Cadre juridique : trois versants, trois textes de référence

Depuis l’ordonnance n° 2021-1574 du 24 novembre 2021 et sa codification, l’essentiel du droit disciplinaire et des congés maladie figure dans le Code général de la fonction publique (CGFP), entré en vigueur au 1er mars 2022. Il reprend les règles auparavant réparties entre la loi 83-634 (statut général), la loi 84-16 (FPE), la loi 84-53 (FPT) et la loi 86-33 (FPH).

Les règles de contrôle d’arrêt restent principalement régies par des décrets spécifiques à chaque versant :

  • Fonction publique d’État (FPE) — décret n° 86-442 du 14 mars 1986 relatif à la désignation des médecins agréés, à l’organisation des comités médicaux et à la protection sociale des fonctionnaires de l’État.
  • Fonction publique territoriale (FPT) — décret n° 87-602 du 30 juillet 1987 (modifié).
  • Fonction publique hospitalière (FPH) — décret n° 88-386 du 19 avril 1988 (modifié).
  • Agents contractuels — décret n° 86-83 du 17 janvier 1986 pour la FPE (équivalents FPT et FPH).

Qui contrôle ? Le rôle du médecin agréé

Dans la fonction publique, le contrôle des arrêts maladie est exercé par un médecin agréé, désigné par l’autorité administrative à partir d’une liste établie par le préfet (art. 1er et 2 du décret 86-442). Ce médecin est indépendant de la Sécurité sociale — à la différence du secteur privé, où la CPAM peut intervenir via le médecin conseil, et où l’employeur peut aussi mandater un médecin contrôleur via une société spécialisée.

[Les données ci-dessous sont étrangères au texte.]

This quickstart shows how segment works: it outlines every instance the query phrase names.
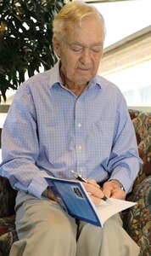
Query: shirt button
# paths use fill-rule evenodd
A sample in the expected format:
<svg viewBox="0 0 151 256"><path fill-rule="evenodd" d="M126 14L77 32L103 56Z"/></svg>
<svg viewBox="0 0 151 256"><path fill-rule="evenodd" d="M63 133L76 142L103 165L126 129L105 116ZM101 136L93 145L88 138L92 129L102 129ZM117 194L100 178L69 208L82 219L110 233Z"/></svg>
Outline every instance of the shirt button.
<svg viewBox="0 0 151 256"><path fill-rule="evenodd" d="M83 172L83 169L81 167L79 172L80 172L80 173L81 173Z"/></svg>

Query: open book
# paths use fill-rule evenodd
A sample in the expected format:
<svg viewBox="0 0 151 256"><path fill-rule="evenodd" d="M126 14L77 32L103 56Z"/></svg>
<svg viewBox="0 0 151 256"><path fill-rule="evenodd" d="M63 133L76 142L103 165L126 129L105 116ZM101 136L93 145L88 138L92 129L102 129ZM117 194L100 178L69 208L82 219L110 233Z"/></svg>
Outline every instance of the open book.
<svg viewBox="0 0 151 256"><path fill-rule="evenodd" d="M114 214L134 206L135 202L109 198L112 204L101 201L95 206L82 183L44 176L59 203L70 216L103 227Z"/></svg>

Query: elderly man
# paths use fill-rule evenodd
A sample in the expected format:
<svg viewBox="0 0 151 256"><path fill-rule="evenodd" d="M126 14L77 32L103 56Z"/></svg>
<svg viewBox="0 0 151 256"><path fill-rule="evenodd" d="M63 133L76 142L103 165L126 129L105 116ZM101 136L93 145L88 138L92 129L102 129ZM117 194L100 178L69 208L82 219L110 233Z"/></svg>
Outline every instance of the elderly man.
<svg viewBox="0 0 151 256"><path fill-rule="evenodd" d="M139 170L133 126L120 90L97 75L104 21L94 8L67 3L53 20L59 60L18 90L3 131L1 175L19 190L11 256L137 256L119 214L103 228L68 215L43 177L82 175L95 204L125 200ZM103 183L102 190L100 183Z"/></svg>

Le médecin agréé peut être saisi par l’administration employeur à plusieurs moments :

  • à l’entrée dans la fonction publique, pour vérifier l’aptitude à exercer ;
  • lors d’un arrêt maladie, pour vérifier la réalité de l’incapacité ;
  • avant l’octroi d’un congé de longue maladie ou de longue durée ;
  • pour apprécier l’aptitude à la reprise de fonctions.

Le médecin agréé transmet son rapport à l’administration. Si ses conclusions divergent de celles du médecin traitant, le dossier peut être soumis au conseil médical.

Le conseil médical : instance clé pour les arrêts longs

L’ordonnance n° 2020-1447 du 25 novembre 2020 et le décret n° 2022-350 du 11 mars 2022 ont fusionné les anciens comité médical et commission de réforme en une instance unique : le conseil médical. Il siège en formation restreinte (cas simples) ou en formation plénière (accident de service, maladie professionnelle, congés longue durée, mise à la retraite pour invalidité).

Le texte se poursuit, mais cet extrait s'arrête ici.